Previously, the input parameters were the "native" parameters of the distribution (not always a well-defined concept; operationally the parameters NumPy
uses), which means that to use those old inputs with the new code you must translate them into the implied mean and standard deviation.
As an example of translating from the old to new parameterization, consider the lognormal. Recall that $Y$ has a lognormal distribution if $X = \log(Y)$ has a normal distribution. The old interpretation was that the mean and sd referred to $X$; under the new scheme they refer to $Y$. If $a$ and $b$ are the mean and sd of the normal ($X$), and $m$ and $s$ are the mean and sd of the log-normal, they are related by
$m = \exp(a+b^2/2)$
$s^2 = (\exp(b^2)-1)\exp(2a+b^2)$.
So, if you're being mechanical, the old $a$ and $b$ must be changed to the new $m$ and $s$. However, that exercise might reveal that the old values weren't sensible, in which case a rethink would be in order.
There are other more subtle changes to the handling of correlated random numbers. The old code was ineffective in inducing correlations for beta, and possibly log-normal, distributions. The new code should generally induce higher correlations, though they will necessarily be imperfect. The correlations for interventions continue to be handled the old way, for now.
The previous discussion was a slight simplification: the program actually will accept "impossible" inputs in some cases and reinterpret them as described below.
Usage: mc <command> [options]
Commands:
init initialize Montecarlo files
run-sims [iterations] [start] [seed] run MC simulations
[aliases: run, r]
Options:
--python, --py python interpreter to use [string] [default: py probably only works on MS-Windows]
--help Show help
Use mc run --help for fuller meaning of arguments
Usage: frmtToData.py
Scans the output of a simulation run and converts it to a single datafile.
Usage: frmtReport.py
This GUI takes the datafile produced by frmtToData and shows a list of variables.
If you click on a variable the program will output a summary file.
The purpose here is to produce summaries for variables that the basic monte-carlo runs do not summarize.
This code is under development, may not work properly, and might seize your firstborn.
This code is the repeatable
branch of RossBoylan/mccli on github.com. Despite that, it is still identified as "@ecfairle/mccli",
and because of that the conventional installation with npm install may not work, especially if you have already installed the earlier version.
I recommend putting a copy of this package on your local hard drive, e.g., Documents\mccli
. You can clone it from github and switch to the repeatable
branch,
or get it from an archive file.
If you have not done so, install Node; we recommend the LTS version.
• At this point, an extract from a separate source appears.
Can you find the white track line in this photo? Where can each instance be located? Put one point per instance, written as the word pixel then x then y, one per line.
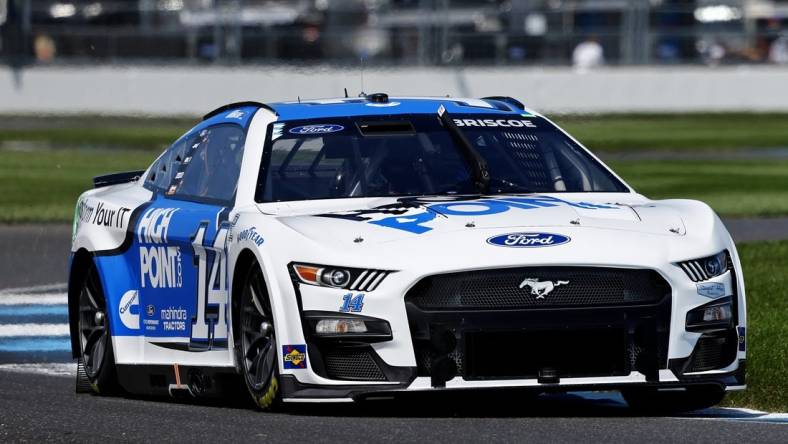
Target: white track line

If you have already installed it, check that it is up to date; Node
notoriously suffers security bugs. node --version
gives the version installed.
To ensure setup, you should change to the top directory for mccli
, e.g. Documents\mccli\
, if you are not already there, and use a terminal (e.g., type command prompt in MS Windows) to execute
npm install colors fs fs-extra inquirer@^8.0.0 path progress shelljs single-line-log yargs
Danger! Simply using npm install
will also install the packages. But it also updates the system, including the shortcuts mc
to invoke the program, and possibly some libraries:
npm install
with the new version will likely trash the old installation.Do not use the -g
option to npm, since the package, as part of the general behavior of Node
, does not load packages from the global environment (!).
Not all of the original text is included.